Up until September 11th, I worked in One Liberty Plaza, aka the NASDAQ building, right across the street from the south tower. I was running late that day; I was on the subway from Brooklyn when the planes hit. All anyone on the subway knew was that there were "smoke conditions" at Cortlandt Street, the stop right under the towers, and so everyone got off at Rector, just a few blocks south of there. As I walked up the stairs to the street at about 9:05, my first thought was "Why is there a ticker-tape parade?". I walked half a block east and saw the source of the papers looming so surreally in the sky over the dark spires of Trinity Church.

I somehow managed to get a cell connection through to my sister. I called Grace from a payphone. Then I walked over to One Liberty just to see if I should be at work. I can't express the unreality of the day any better than that: the towers were burning, and I was worried about getting in trouble for not being at my desk.

The guard at One Liberty said "No, go home." I walked around One Liberty to the north, and then to the west, crossing the street so that I was within a hundred feet of the south tower. This was probably a half hour before it fell. I asked a cop if there was anything I could do, and he said "No, get back." I wonder what happened to him.

I walked a few blocks northeast. People were standing around in the streets, staring up at the burning towers. At one point a stampede very nearly happened over by Broad and Fulton when someone got the idea that one of the towers was falling. I remember staring at the towers and saying to myself "I don't think they're going to fall, but still... I think I'd better get the fuck out of Dodge." So, not wanting to mess with the trains, I began my customary walk north, over the Brooklyn Bridge, and to my apartment in Park Slope. The masses of people swarming over the empty roadway and milling over the bridge made me think of the exodus from Sodom, and as I looked back I thought about being turned into a pillar of salt.

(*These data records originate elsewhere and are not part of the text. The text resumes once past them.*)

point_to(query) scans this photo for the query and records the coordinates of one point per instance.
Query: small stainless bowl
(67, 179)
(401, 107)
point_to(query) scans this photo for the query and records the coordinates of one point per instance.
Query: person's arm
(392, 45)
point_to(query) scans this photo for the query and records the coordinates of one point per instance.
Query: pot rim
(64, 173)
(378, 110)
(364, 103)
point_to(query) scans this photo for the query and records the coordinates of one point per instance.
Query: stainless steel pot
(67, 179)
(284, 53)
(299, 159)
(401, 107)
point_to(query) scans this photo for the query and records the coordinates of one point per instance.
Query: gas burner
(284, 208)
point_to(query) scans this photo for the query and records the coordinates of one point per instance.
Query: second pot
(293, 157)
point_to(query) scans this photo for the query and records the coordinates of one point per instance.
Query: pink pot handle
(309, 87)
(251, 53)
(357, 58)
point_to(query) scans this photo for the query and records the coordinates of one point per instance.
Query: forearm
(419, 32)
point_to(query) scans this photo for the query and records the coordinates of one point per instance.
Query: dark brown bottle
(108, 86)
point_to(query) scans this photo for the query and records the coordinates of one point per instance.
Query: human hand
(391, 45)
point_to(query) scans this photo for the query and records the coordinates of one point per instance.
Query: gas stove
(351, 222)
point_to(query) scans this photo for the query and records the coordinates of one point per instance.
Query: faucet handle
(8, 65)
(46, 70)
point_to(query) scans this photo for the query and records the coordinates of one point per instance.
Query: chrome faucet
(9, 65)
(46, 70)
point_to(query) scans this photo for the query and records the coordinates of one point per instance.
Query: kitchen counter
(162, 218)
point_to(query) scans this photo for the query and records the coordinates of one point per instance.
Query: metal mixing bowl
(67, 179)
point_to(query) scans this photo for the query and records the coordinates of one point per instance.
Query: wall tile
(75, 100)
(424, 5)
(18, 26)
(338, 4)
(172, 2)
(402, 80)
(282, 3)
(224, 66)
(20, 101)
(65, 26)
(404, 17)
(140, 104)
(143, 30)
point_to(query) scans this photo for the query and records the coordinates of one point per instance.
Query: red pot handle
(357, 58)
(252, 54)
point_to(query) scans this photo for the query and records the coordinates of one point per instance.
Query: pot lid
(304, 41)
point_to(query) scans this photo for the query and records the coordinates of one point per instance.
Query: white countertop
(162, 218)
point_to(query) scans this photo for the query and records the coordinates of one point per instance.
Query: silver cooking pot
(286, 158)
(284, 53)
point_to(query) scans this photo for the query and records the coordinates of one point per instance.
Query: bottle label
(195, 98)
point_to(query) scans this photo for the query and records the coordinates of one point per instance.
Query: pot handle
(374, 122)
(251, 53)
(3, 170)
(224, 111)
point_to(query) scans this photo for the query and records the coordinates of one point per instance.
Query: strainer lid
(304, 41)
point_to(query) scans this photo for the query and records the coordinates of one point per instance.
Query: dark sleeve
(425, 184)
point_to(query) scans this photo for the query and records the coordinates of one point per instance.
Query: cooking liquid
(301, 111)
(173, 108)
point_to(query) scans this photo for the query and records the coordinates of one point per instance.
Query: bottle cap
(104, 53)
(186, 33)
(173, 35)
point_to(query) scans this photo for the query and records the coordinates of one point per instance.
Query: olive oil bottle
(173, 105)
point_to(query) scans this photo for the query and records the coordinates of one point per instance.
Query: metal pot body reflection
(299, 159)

On the Brooklyn Bridge pedestrian overpass, there are two large rectangular areas where the walking area flares out around each caisson. I stood in the "lee" of the pedestrian flow at the southwestern edge of the western caisson and, about a minute after hearing someone nearby say "...no, they'd never fall.." watched the first tower fall. An inarticulate sound of abnegation and a tingling wave of horror swept through the crowd, and Manhattan disappeared in a cloud of dust. I turned dumbly, sickly, and started walking the rest of the way home.

I'm thankful for that voice that told me to get out of Dodge. I'm thankful to those people who ran toward, ran up, when all common sense screamed down and away. And here I sit, in my cubicle in Manhattan. And it still doesn't feel real. Part of me saw a little box with consummately filmic flames coming out of it fall down. Part of me knew I was seeing lots of people die. The parallax is still vertiginous.